1月5日から8日まで、米国ラスベガスで開催される世界最大規模のデジタル関連の展示会「CES 2023」の両社のブースに、同製品を参考展示します。
視覚障がい者の自律移動を支援
両社が展示するスマートグラスのプロトタイプは、パナソニックの小型・軽量、5.2K HDR対応のVRゴーグルと、Biel Glasses社の弱視者支援技術とを統合したものです。
AIとロボティクス技術を活用して、カメラとセンサーで捉えたシーンを分析し、障害物、段差、穴などの移動の際の危険を検出。MR技術によって、使用者の残りの視力に合わせた映像表示をおこないます。
緑内障や網膜色素変性症などの病気の影響で生じる周辺視野の喪失(視野狭窄とも呼ばれている)に対し、使用者が障害物やそのほかの危険を認識できるようにすることで、自律的な移動をサポートします。
視覚特性に合わせたチューニングも可
スマートグラスの主な特長として、視覚特性に合わせた視覚情報サポートも挙げられています。
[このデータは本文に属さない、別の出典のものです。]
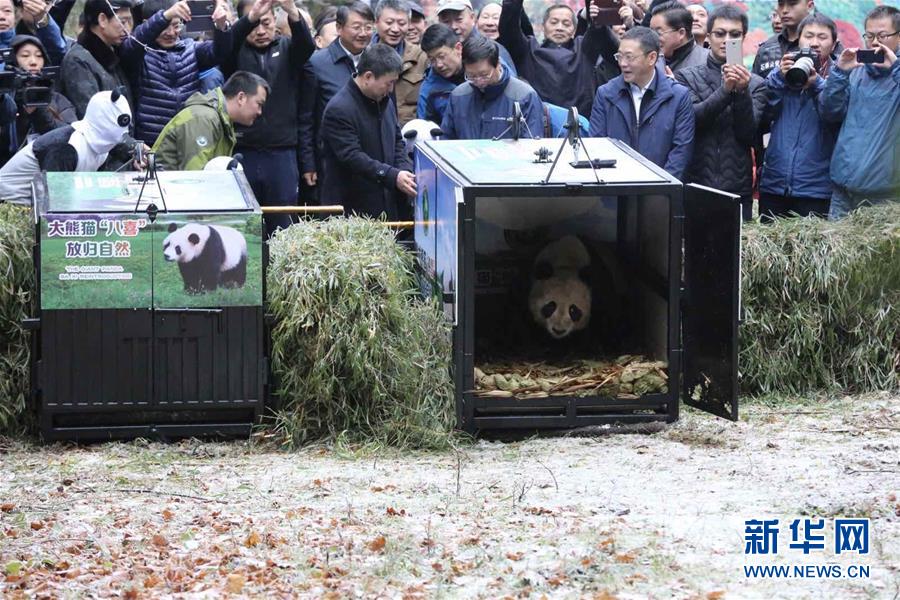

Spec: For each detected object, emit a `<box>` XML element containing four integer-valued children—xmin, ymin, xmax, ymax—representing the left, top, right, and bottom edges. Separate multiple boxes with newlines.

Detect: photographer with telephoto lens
<box><xmin>0</xmin><ymin>35</ymin><xmax>78</xmax><ymax>165</ymax></box>
<box><xmin>759</xmin><ymin>13</ymin><xmax>840</xmax><ymax>223</ymax></box>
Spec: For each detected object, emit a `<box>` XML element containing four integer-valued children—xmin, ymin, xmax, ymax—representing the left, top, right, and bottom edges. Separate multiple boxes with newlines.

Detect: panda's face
<box><xmin>528</xmin><ymin>266</ymin><xmax>591</xmax><ymax>340</ymax></box>
<box><xmin>163</xmin><ymin>223</ymin><xmax>209</xmax><ymax>263</ymax></box>
<box><xmin>400</xmin><ymin>119</ymin><xmax>443</xmax><ymax>158</ymax></box>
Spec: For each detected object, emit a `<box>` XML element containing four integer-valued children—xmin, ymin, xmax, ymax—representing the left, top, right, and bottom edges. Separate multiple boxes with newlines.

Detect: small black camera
<box><xmin>784</xmin><ymin>48</ymin><xmax>822</xmax><ymax>89</ymax></box>
<box><xmin>0</xmin><ymin>63</ymin><xmax>59</xmax><ymax>108</ymax></box>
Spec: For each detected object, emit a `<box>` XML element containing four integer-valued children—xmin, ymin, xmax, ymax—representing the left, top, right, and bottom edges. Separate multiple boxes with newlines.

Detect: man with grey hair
<box><xmin>372</xmin><ymin>0</ymin><xmax>428</xmax><ymax>127</ymax></box>
<box><xmin>320</xmin><ymin>44</ymin><xmax>416</xmax><ymax>221</ymax></box>
<box><xmin>438</xmin><ymin>0</ymin><xmax>519</xmax><ymax>77</ymax></box>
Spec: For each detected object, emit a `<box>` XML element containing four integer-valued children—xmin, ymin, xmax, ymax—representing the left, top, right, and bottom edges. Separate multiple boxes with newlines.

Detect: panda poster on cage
<box><xmin>413</xmin><ymin>153</ymin><xmax>441</xmax><ymax>298</ymax></box>
<box><xmin>151</xmin><ymin>213</ymin><xmax>263</xmax><ymax>308</ymax></box>
<box><xmin>40</xmin><ymin>213</ymin><xmax>153</xmax><ymax>310</ymax></box>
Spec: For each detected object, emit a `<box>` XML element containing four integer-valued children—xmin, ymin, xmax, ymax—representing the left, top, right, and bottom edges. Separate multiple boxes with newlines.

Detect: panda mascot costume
<box><xmin>400</xmin><ymin>119</ymin><xmax>444</xmax><ymax>160</ymax></box>
<box><xmin>0</xmin><ymin>90</ymin><xmax>131</xmax><ymax>202</ymax></box>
検眼士が、視覚障害の状況や必要性に応じてスマートグラスの機能を調整することで、使用者に最適化した映像処理(ズーム、照明への適応、コントラスト強調など)を実現するとのことです。
また、スマートグラスの映像表示にμOLEDディスプレイとパンケーキレンズを採用することで、小型・軽量、低消費電力を実現。動きやすさや装着時の負担軽減に努めています。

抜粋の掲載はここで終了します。